He sighed. "There was. It wasn't all bad, though. He knew Cathryn and I were serious and he wanted to make sure I could provide for her. And I wasn't entirely opposed to a career in law." I smoothed my hand over his chest while he spoke, feeling it fall and rise with his breath. "It's just that I probably would have made other decisions for my life if it hadn't been for Cathryn and her family."

"What would you have wanted to do?" I asked.

"I love photography, so the thought of traveling the world, doing photojournalism seems fascinating to me. Either that or...I don't know, it's probably just silly..." He trailed off.

"No, it's not silly if it's something you've spent time thinking about or dreaming about," I assured him.

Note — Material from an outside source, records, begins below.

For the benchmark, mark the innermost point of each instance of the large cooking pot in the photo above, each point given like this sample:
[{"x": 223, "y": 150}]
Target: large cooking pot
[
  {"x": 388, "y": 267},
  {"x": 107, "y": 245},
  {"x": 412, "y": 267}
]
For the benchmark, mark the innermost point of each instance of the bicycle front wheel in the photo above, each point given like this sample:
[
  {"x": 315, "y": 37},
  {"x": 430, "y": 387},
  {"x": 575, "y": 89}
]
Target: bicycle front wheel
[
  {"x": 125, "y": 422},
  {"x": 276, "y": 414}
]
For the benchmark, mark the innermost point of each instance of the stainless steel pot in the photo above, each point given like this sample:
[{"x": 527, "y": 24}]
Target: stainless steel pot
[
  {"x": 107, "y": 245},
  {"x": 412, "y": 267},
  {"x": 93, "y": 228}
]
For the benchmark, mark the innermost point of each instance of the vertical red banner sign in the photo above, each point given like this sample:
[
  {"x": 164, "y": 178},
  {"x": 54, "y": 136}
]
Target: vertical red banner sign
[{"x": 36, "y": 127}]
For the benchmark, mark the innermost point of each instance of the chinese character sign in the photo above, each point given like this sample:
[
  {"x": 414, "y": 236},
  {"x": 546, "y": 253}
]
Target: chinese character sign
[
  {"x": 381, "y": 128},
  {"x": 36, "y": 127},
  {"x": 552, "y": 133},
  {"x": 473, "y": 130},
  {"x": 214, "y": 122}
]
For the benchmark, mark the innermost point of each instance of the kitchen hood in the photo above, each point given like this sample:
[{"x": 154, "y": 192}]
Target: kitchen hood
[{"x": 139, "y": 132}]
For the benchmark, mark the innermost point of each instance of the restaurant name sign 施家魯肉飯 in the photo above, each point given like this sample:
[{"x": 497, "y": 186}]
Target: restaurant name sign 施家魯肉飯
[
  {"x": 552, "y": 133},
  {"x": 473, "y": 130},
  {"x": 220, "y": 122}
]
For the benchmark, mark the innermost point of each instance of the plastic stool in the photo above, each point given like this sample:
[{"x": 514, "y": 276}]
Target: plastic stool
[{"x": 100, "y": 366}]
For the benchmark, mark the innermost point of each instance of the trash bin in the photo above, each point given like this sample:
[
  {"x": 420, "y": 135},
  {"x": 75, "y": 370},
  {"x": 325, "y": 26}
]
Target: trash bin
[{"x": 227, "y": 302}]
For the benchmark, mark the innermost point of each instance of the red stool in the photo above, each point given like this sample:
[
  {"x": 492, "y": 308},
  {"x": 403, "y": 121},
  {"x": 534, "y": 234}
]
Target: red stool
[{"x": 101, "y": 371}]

A nervous little laugh slipped from his mouth before he answered. "It doesn't sound very manly, I guess, but I've always wanted to open a bed and breakfast. Or a restaurant or hotel, maybe, but a bed and breakfast is more intimate. I really love people and I thrive on getting to know them and hearing stories about their lives. It's hard to make connections with patrons if you're trying to run a hotel with hundreds of rooms."

"So either way - if you travel, or if you welcome travelers to your own place - you'll have the opportunity to meet different people."

"Exactly," he said. "You wouldn't know it from the hermit lifestyle you've witnessed, but yes, I'm a total people person."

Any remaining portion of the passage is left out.